We hope this process in Brazil will be of interest to other countries, especially those providing universal healthcare, as they seek to better manage both investment and disinvestment decisions with finite resources [5, 60, 62]. Future research will concentrate on evaluating the challenges of this disinvestment process, including the possible rise in judicial requests in Brazil and their costs, building on previous cases [37].

Below is the link to the electronic supplementary material.

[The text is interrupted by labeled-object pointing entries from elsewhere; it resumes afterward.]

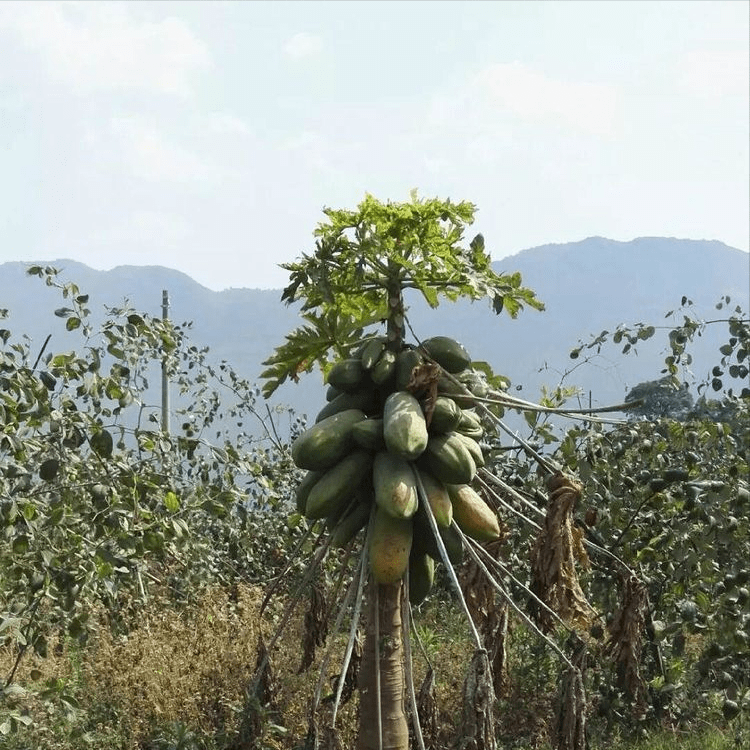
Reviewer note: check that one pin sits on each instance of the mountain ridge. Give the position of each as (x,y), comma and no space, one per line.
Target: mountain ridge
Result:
(587,286)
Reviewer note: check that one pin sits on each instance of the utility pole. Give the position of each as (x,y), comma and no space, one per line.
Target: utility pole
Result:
(164,375)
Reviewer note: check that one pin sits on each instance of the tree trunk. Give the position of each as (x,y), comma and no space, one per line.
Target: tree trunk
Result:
(383,627)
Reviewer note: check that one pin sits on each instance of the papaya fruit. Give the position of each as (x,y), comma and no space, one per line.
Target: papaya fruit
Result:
(351,524)
(437,497)
(331,393)
(368,434)
(448,353)
(371,351)
(473,447)
(406,361)
(389,547)
(303,489)
(326,442)
(421,577)
(447,458)
(455,391)
(470,424)
(404,427)
(395,485)
(384,368)
(472,515)
(364,400)
(446,415)
(347,375)
(332,492)
(424,539)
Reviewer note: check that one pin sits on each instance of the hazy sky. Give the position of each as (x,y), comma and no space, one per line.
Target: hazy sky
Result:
(208,136)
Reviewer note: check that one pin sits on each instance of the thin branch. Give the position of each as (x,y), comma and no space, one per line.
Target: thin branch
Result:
(409,672)
(446,561)
(496,585)
(41,351)
(352,630)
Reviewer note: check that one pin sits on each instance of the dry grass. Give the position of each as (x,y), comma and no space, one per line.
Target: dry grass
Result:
(192,664)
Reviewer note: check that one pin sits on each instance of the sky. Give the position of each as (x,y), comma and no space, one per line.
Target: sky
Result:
(208,136)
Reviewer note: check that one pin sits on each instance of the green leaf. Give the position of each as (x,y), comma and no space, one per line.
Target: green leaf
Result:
(171,502)
(48,469)
(102,443)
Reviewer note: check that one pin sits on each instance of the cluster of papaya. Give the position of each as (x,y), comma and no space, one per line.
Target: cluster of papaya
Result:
(377,449)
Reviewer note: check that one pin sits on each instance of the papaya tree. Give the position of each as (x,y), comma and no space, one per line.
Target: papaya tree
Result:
(370,457)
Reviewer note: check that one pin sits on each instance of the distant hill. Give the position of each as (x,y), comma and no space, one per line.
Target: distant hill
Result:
(587,287)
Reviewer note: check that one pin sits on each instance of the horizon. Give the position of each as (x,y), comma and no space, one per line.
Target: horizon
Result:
(207,138)
(171,269)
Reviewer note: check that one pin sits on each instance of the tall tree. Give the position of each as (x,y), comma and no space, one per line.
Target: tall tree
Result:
(364,262)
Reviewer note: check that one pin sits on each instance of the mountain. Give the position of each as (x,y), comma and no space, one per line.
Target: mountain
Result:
(587,287)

Supplementary material 1 (DOCX 95 kb)

In Brazil, the Unified Health System (SUS) provides treatment for multiple sclerosis (MS), including three pharmaceutical presentations of interferon beta (IFN-β) as first-line treatment; evidence showing inferiority of the intramuscular presentation impelled the National Committee for Health Technology Incorporation (CONITEC) to assess it for possible disinvestment.

Direct and indirect meta-analysis (mixed treatment comparison) with 11 trials showed intramuscular IFN-β had the worst outcomes when compared to other forms of IFN-β; however, this evidence was not sufficient to convince more than 3000 contributors to the public consultation.

The meta-analysis combined with 11-year real-world evidence from more than 12,000 Brazilian MS patients showed that intramuscular IFN-β users had a higher chance of treatment failure.

CONITEC decided to disinvest in the intramuscular presentation of IFN-β on the basis of further evidence; this was the first case of real-world evidence guiding a disinvestment decision in Brazil.